Grep tool silently returns zero results for invalid `type` (e.g. `tsx`) instead of surfacing rg's validation error
Summary
The Grep tool accepts a type argument that is forwarded to ripgrep's --type. When the value is not a registered rg type (e.g. "tsx", which is not a built-in — .tsx files belong to ts), ripgrep exits non-zero with unrecognized file type: tsx. The Grep tool wrapper appears to swallow that error and translate it into numFiles: 0 / "No files found" rather than reporting the validation failure.
The model trusts the empty result and stops investigating, causing false-negative searches that send agents down phantom-bug rabbit holes.
Repro
In any project containing .tsx files with a known pattern:
echo '{"type":"user","message":{"role":"user","content":[{"type":"text","text":"Use the Grep tool with these EXACT params: pattern=\"Gauges\", path=\".\", type=\"tsx\", output_mode=\"files_with_matches\". Just call it once."}]},"parent_tool_use_id":null}' \
| claude --print --input-format stream-json --output-format stream-json --model claude-sonnet-4-6
Observed in the tool_use_result frame:
{"mode":"files_with_matches","filenames":[],"numFiles":0}
The same call with type removed (or type: "ts", which is the correct rg type and covers .ts + .tsx) returns the expected matches.

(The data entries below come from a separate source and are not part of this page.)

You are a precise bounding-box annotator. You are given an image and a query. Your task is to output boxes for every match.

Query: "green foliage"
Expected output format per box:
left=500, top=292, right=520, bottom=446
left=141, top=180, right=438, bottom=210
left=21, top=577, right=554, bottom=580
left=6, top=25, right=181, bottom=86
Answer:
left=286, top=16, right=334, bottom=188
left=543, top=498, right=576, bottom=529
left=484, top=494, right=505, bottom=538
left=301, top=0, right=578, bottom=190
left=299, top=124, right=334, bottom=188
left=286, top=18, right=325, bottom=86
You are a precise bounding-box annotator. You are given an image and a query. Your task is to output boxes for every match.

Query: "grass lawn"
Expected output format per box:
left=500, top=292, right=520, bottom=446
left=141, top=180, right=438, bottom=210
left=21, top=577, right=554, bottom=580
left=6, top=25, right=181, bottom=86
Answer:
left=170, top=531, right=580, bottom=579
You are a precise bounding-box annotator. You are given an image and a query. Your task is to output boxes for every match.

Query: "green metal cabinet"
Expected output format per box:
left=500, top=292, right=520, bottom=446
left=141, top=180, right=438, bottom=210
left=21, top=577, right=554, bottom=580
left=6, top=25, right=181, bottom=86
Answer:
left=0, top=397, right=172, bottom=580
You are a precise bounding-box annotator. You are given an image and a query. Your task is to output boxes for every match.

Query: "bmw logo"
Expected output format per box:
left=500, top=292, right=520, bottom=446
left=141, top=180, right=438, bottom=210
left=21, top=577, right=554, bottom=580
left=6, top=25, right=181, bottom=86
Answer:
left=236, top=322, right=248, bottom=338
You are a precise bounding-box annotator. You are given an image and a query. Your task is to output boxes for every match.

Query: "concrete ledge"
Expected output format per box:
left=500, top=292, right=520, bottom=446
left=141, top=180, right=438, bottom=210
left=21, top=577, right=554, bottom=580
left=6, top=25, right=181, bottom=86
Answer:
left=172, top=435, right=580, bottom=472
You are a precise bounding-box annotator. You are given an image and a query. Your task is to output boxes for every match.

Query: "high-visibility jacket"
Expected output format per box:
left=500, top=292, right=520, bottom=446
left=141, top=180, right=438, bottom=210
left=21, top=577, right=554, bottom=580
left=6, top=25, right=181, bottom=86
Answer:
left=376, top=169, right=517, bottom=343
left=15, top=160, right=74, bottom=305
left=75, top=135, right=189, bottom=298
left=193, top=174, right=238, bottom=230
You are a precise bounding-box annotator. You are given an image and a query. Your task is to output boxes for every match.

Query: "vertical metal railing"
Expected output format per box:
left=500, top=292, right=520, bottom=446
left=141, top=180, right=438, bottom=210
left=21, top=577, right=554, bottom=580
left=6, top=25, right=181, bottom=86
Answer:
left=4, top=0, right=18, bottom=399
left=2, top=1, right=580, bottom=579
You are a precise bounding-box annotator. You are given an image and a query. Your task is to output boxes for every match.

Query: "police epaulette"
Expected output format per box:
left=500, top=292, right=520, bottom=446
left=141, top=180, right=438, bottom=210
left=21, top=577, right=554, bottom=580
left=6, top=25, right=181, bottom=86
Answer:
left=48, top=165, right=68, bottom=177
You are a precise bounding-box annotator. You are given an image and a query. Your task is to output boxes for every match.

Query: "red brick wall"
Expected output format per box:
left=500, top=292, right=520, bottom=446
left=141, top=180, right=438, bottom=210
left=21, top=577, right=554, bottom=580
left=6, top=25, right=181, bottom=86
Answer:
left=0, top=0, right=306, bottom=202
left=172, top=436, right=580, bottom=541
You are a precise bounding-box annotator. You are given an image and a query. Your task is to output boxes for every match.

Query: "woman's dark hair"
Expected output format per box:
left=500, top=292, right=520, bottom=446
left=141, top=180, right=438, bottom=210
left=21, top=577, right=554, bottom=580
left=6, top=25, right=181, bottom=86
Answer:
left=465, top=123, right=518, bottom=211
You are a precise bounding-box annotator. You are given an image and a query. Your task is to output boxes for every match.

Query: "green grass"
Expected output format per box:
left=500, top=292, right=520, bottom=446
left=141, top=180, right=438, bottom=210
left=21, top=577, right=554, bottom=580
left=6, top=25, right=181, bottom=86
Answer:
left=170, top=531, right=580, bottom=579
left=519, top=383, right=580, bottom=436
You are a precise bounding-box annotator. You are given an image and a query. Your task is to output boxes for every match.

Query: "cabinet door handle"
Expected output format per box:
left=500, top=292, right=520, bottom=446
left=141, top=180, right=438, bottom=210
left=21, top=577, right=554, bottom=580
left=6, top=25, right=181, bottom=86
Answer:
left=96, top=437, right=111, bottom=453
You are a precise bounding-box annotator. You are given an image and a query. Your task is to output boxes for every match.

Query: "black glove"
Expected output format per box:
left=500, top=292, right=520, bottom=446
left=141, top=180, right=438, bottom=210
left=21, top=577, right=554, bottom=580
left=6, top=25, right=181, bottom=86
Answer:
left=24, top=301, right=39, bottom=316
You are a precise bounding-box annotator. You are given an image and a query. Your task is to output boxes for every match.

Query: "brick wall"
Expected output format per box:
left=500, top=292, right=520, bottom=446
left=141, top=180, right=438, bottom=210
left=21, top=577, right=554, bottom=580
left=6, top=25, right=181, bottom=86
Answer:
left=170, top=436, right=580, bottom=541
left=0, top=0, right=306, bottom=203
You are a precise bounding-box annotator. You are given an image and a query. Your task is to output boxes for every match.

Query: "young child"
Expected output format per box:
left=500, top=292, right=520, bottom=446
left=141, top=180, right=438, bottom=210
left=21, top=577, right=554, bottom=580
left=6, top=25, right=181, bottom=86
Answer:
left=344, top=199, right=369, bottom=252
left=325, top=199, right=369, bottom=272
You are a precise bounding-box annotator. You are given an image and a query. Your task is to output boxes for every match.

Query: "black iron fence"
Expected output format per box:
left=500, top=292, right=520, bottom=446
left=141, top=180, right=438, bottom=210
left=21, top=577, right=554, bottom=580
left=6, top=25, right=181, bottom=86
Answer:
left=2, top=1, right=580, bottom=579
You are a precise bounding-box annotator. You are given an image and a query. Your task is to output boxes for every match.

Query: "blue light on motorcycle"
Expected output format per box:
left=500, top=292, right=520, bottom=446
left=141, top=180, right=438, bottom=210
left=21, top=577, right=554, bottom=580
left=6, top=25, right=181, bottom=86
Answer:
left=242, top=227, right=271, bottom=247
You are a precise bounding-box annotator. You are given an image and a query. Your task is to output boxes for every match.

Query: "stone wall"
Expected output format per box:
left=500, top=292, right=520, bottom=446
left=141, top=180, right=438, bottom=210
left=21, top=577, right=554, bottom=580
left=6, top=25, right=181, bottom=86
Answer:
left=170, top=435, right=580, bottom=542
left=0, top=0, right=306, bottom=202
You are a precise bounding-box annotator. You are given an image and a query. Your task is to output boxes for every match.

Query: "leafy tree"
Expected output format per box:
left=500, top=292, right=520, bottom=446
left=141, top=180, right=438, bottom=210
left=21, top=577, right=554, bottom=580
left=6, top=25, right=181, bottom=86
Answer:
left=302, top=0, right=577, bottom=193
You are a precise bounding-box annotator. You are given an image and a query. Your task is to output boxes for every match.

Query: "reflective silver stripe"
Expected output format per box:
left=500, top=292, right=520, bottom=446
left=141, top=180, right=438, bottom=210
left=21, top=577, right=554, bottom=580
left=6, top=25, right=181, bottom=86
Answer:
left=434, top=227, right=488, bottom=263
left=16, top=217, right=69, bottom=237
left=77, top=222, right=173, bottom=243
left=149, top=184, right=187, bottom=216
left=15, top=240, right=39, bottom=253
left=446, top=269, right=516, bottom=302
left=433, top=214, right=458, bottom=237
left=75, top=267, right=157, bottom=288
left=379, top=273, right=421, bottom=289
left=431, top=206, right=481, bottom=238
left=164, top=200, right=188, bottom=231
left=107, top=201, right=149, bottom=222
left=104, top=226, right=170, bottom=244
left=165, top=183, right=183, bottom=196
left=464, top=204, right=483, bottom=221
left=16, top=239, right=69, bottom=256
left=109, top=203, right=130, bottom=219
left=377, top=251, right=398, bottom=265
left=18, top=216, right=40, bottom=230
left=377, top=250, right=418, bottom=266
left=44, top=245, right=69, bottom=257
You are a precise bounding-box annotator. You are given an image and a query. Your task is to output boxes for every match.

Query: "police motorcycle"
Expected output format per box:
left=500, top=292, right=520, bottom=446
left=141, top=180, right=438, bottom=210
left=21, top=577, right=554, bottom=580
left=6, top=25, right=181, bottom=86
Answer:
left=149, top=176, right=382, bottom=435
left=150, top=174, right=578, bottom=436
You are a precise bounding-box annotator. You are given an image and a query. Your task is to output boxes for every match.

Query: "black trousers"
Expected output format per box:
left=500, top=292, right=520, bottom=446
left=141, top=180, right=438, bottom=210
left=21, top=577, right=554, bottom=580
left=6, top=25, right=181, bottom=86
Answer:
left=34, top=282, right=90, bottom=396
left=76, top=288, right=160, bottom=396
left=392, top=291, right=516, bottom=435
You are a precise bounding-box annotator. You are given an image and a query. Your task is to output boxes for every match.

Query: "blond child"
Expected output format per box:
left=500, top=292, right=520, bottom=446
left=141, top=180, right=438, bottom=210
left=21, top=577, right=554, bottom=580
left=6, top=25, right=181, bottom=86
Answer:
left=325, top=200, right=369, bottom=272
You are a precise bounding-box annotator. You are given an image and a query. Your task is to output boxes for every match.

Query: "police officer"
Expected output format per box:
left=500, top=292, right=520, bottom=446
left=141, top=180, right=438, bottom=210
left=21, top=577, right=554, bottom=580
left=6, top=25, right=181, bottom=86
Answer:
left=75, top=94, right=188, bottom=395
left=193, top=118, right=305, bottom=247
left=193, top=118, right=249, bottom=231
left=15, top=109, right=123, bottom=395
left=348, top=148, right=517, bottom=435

For comparison, running rg directly:
$ rg --type tsx Gauges
rg: unrecognized file type: tsx
$ echo $?
2
Expected
Either:
- The tool surfaces the rg validation error in the result (
{"error": "unrecognized file type: tsx — try \"ts\" or use the glob field"}), so the model knows to retry, or - The tool normalizes common aliases (
tsx → ts,jsx → js) before calling rg.
Silently returning zero matches is the worst of both worlds — it looks like a clean answer.
Impact
Hit this debugging an agent harness. The agent passed type: "tsx" (a very natural choice given how prevalent TypeScript JSX is), got "No matches found," concluded the symbol didn't exist, and looped 25 tool calls trying to figure out a phantom missing-code bug. Models default to tsx because the file extension and the type name are intuitively the same.
Workaround
Until then, prompt agents to use type: "ts" (covers both extensions) or glob: "**/*.tsx".
Environment
- claude-code 2.1.126
- macOS 25.4.0 / arm64
- Reproduced both directly from a shell and via a stream-json wrapper subprocess.